Je n’aime pas Benoît XVI. C’est un homme de dossiers, un théologien sans doute subtil dans l’art de la chicane, les bruits de couloir, bien peu charismatique. Esprit rationnel mais terriblement conservateur. Mais la barque de l’Eglise n’est pas facile à guider entre les courants libéraux et conservateurs. C’est pourtant le second qui domine. Pourquoi ? Parce que l’immense majorité des fidèles de l’Eglise vivent dans des pays aux sociétés traditionnelles et donc par essence conservatrices. Point de libéralisation des moeurs comme en nos pays. Dans certains pays d’Afrique, le catholicisme est en recul face à l’islam, ce qui crée des tensions entre divers groupes de population. Dès lors, cette religion se doit d’être irréprochable, et de montrer son efficacité d’intercession par rapport à la rivale, avec l’au-delà. Cette base posée, on comprend mieux certains actes et choix de Benoît XVI : anti avortement, anti mariage homo, anti capotes etc, bref, à l’encontre d’une bonne partie de mes opinions. Cela ne m’empêche pas de rester catholique, de l’assumer, quoique le culte marial m’irrite de plus en plus…
Maintenant, en ce qui concerne les critiques visant le Saint Siège, elles sont bénéfiques pourvu qu’elles permettent d’avancer dans un débat, et ce débat est la place de l’Eglise dans le monde, au coeur des problèmes de sociétés aussi diverses qu’il y a de pays et de peuples sur cette planète.
Quelques réflexions pour piqûre de rappel:
- Poser les problèmes de la capote ou du mariage homo au niveau Européen ou national c’est mal poser le problème.

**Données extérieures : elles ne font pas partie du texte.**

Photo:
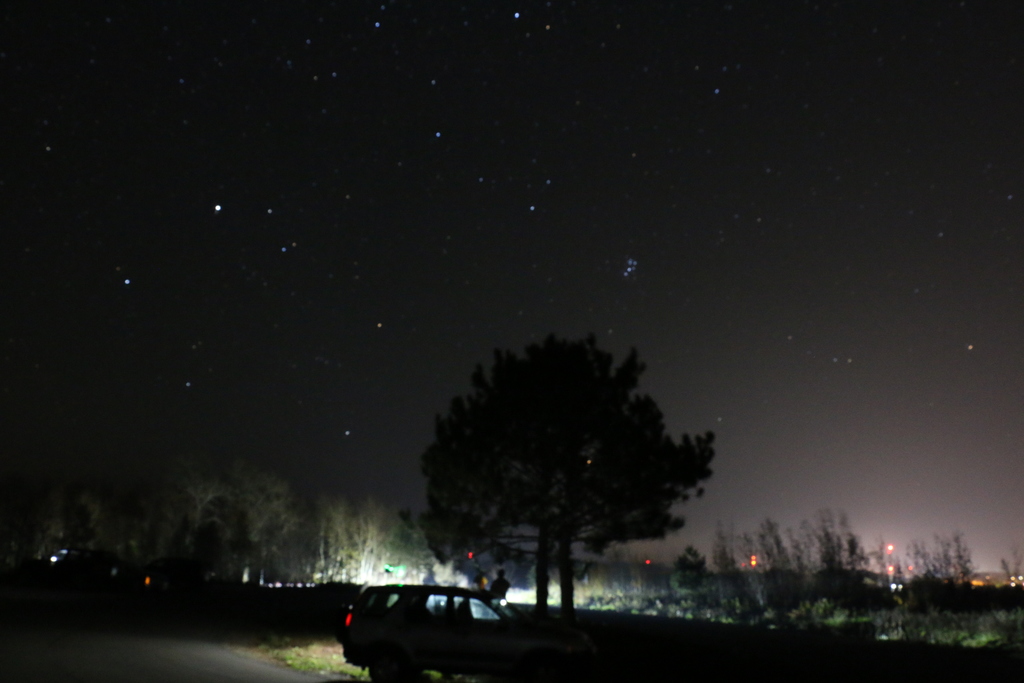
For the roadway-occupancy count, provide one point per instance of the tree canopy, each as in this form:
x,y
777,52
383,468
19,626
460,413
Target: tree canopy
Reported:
x,y
555,449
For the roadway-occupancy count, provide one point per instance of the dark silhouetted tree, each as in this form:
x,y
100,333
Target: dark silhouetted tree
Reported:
x,y
555,449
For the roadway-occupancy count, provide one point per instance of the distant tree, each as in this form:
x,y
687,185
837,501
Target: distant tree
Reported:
x,y
949,558
555,449
260,511
1013,567
723,555
689,570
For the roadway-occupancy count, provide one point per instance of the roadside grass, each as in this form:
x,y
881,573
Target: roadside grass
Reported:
x,y
321,655
325,655
996,629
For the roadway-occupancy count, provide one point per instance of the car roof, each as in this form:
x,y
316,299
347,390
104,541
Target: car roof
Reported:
x,y
421,588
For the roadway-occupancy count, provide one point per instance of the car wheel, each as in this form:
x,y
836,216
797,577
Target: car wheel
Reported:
x,y
547,670
389,667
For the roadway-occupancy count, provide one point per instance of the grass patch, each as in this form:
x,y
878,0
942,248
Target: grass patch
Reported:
x,y
322,655
325,655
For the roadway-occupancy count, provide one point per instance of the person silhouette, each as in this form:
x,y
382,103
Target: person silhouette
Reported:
x,y
500,586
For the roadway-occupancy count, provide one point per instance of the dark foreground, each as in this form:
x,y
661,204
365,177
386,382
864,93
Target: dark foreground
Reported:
x,y
87,637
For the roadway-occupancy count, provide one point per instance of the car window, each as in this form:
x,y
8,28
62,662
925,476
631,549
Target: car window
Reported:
x,y
427,608
436,605
473,608
379,603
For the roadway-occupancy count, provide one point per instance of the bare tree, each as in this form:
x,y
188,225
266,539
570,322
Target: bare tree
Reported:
x,y
261,512
772,553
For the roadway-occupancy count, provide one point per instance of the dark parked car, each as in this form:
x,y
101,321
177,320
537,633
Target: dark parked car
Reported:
x,y
396,631
80,567
175,572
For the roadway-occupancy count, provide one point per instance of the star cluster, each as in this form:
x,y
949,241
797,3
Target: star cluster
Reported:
x,y
289,232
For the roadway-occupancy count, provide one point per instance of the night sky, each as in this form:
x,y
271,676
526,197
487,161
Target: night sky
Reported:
x,y
288,232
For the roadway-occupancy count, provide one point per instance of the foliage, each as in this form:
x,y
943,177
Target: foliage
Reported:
x,y
947,558
245,522
555,449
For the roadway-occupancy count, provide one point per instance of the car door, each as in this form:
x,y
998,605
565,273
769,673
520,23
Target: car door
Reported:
x,y
428,630
483,639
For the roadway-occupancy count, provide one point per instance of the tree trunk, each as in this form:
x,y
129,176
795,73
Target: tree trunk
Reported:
x,y
541,609
565,577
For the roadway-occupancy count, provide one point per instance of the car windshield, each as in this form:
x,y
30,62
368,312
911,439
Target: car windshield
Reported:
x,y
507,610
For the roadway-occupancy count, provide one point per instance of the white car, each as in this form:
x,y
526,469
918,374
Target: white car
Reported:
x,y
397,631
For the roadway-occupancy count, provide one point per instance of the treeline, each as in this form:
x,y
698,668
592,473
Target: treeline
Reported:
x,y
246,522
817,572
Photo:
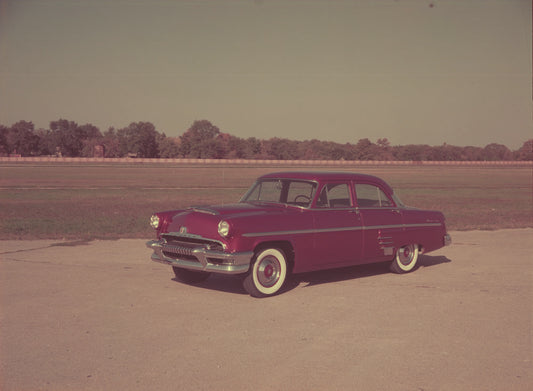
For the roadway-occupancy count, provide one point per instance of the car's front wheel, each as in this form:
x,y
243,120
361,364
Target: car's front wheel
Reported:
x,y
190,276
268,273
405,260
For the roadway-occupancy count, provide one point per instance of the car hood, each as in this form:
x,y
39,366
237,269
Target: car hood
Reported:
x,y
203,220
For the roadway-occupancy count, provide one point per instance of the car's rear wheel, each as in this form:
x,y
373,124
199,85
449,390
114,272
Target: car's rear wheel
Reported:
x,y
190,276
268,273
405,260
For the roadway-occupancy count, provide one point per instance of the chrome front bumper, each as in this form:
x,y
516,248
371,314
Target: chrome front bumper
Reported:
x,y
208,260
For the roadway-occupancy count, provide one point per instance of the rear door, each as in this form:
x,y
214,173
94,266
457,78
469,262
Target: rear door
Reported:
x,y
381,220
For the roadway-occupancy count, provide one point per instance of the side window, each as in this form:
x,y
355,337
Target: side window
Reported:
x,y
370,196
335,195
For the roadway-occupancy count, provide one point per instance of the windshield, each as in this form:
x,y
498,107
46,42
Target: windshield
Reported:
x,y
282,191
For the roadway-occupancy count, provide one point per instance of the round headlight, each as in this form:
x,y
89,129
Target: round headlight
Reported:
x,y
154,221
223,228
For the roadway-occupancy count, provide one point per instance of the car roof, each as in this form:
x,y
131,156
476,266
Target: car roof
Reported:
x,y
321,176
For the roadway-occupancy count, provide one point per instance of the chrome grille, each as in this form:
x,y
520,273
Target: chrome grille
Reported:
x,y
183,246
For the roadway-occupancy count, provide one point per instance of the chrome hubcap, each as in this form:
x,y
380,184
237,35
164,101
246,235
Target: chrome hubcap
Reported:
x,y
406,254
268,271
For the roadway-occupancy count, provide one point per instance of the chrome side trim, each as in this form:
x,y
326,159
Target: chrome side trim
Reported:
x,y
343,229
230,263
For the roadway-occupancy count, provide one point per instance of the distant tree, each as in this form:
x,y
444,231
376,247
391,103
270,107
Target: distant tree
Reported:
x,y
71,138
470,153
168,147
280,149
525,152
366,150
21,139
252,148
111,143
139,139
384,149
200,141
411,152
47,145
496,152
4,149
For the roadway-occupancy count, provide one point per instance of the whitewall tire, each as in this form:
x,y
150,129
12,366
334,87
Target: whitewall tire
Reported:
x,y
268,273
406,258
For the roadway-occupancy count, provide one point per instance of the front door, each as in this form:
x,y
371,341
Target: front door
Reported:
x,y
338,227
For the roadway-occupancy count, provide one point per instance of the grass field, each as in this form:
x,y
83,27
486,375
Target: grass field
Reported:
x,y
88,201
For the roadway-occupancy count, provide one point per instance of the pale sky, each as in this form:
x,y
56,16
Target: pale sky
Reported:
x,y
412,71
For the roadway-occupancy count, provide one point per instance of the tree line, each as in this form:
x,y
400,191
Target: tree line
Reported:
x,y
204,140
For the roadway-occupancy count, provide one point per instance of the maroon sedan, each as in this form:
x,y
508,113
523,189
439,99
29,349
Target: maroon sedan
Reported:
x,y
294,222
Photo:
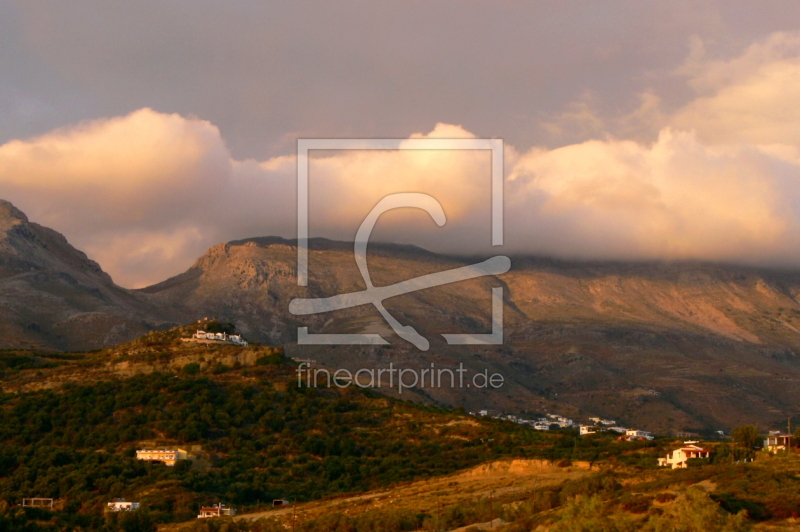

L’Eglise catholique est une église qui se veut universelle, présente sur les cinq continents. Le problème est donc à poser à l’échelle planétaire. Postulons. Dans la lutte contre le SIDA, l’abstinence au lieu de la capote parle plus à un paysan du Sahel qu’à un bobo de Saint-Ouen. Primo parce que la capote il n’a pas de quoi se la payer, et deuxio parce que dans une société traditionnelle, il y a sans doute un jeu complexe d’interdits, de tabous, de valeurs qui font que dans le paysan comprenne illico. L’Eglise, en s’évitant de tout syllogisme n’est donc pas perçu par bon nombre de ses fidèles comme rétrograde puisqu’ils se retrouvent dans les valeurs qu’elle promeut.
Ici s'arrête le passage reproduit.